Underfunding sends the wrong message to a crucial health sector
“The message is clear: prevention /keeping people out of hospitals isn’t as important or valued as looking after them in hospital.”
“I feel undervalued and unseen.”
The community needs a well-funded Primary Health Care sector
“Our skill reduced the number of hospital admissions.”
“The health care and education we provide not only improves health outcomes for individuals, but also for communities.”
“We are the glue that holds the health system together. We connect many different services together.”
“We look after not just the individual – it extends to the whānau.”
“My direct nursing care has kept patients in their own homes rather than be admitted to hospital. Our continued hard work in times of disease outbreaks such as the Measles has a very direct impact on our communities.”
“We worked very hard through the recent measles epidemic ensuring all those that were vulnerable were vaccinated, that those who needed the vaccines the most were prioritised, and fielded hundreds of calls from concerned parents.”
“I know the work I do as a nurse in primary care everyday supports people to look after their health and their families so they can keep working and be active in our local community.”
“Community and Primary Health is essential in keeping people out of hospital and keeping well in the community. This in turn will save money in the long run. I work closely with type 2 diabetes and we work together to improve their overall health and to keep them well.”
The work is varied and complex
“I am an emergency nurse, educator, vaccinator, mental health nurse, paediatric nurse, palliative care nurse, surgical nurse, older persons nurse and much more each and every day for my community. I am the contact for the community and I am trusted and respected.”

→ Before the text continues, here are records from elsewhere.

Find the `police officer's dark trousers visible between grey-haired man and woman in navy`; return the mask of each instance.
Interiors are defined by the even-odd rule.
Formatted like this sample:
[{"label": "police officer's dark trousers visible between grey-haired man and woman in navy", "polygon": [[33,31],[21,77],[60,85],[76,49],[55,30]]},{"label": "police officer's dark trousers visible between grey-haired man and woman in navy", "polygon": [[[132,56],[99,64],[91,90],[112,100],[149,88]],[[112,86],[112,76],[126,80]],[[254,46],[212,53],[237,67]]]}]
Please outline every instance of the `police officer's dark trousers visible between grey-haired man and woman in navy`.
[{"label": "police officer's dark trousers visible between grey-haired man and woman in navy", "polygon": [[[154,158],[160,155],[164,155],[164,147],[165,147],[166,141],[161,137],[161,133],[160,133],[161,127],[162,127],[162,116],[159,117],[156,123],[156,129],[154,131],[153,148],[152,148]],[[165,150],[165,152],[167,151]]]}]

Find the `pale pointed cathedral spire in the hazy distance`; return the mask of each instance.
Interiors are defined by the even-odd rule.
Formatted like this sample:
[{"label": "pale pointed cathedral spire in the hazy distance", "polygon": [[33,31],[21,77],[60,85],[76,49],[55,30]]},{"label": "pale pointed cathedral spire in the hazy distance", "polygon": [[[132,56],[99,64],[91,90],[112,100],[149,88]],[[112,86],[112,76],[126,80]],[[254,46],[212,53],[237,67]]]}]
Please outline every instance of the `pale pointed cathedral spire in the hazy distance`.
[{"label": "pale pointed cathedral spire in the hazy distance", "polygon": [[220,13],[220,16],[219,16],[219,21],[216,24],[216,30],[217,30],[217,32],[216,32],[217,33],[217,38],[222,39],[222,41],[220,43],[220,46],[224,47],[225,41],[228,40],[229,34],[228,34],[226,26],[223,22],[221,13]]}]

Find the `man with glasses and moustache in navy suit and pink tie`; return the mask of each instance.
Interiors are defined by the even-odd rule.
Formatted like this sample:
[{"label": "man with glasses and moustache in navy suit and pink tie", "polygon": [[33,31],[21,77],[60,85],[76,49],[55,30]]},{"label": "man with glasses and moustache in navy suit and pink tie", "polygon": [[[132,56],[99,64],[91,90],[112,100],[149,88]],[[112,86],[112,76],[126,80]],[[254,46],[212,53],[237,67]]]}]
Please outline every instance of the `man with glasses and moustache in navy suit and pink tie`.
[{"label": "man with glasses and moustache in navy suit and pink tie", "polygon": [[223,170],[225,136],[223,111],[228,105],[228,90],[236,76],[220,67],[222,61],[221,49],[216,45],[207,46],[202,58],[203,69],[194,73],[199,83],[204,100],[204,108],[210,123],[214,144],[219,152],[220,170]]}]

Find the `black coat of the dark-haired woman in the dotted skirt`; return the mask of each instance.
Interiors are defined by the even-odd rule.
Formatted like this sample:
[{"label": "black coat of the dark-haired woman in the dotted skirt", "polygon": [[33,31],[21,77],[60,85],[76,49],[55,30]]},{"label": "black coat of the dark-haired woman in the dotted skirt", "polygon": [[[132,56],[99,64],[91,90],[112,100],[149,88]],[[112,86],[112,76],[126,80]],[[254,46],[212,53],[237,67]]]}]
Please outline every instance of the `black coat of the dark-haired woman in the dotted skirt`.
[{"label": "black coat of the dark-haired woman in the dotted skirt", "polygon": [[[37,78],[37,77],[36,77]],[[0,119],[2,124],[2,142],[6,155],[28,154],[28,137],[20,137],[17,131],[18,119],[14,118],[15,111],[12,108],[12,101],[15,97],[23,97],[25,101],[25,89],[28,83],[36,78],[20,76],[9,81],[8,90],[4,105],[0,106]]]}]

“We are the advocates, the life jackets and the bridge builders for our patients. We are the rapport makers, the listeners and the understanders, the encouragers and the teachers. See us, respect us and value us…..or ultimately, you will lose us.”
“We see and manage patients that should or would have been in hospital earlier…”
“All up it ‘just doesn’t compute’ when there is a greater emphasis being put on keeping people well in their community.”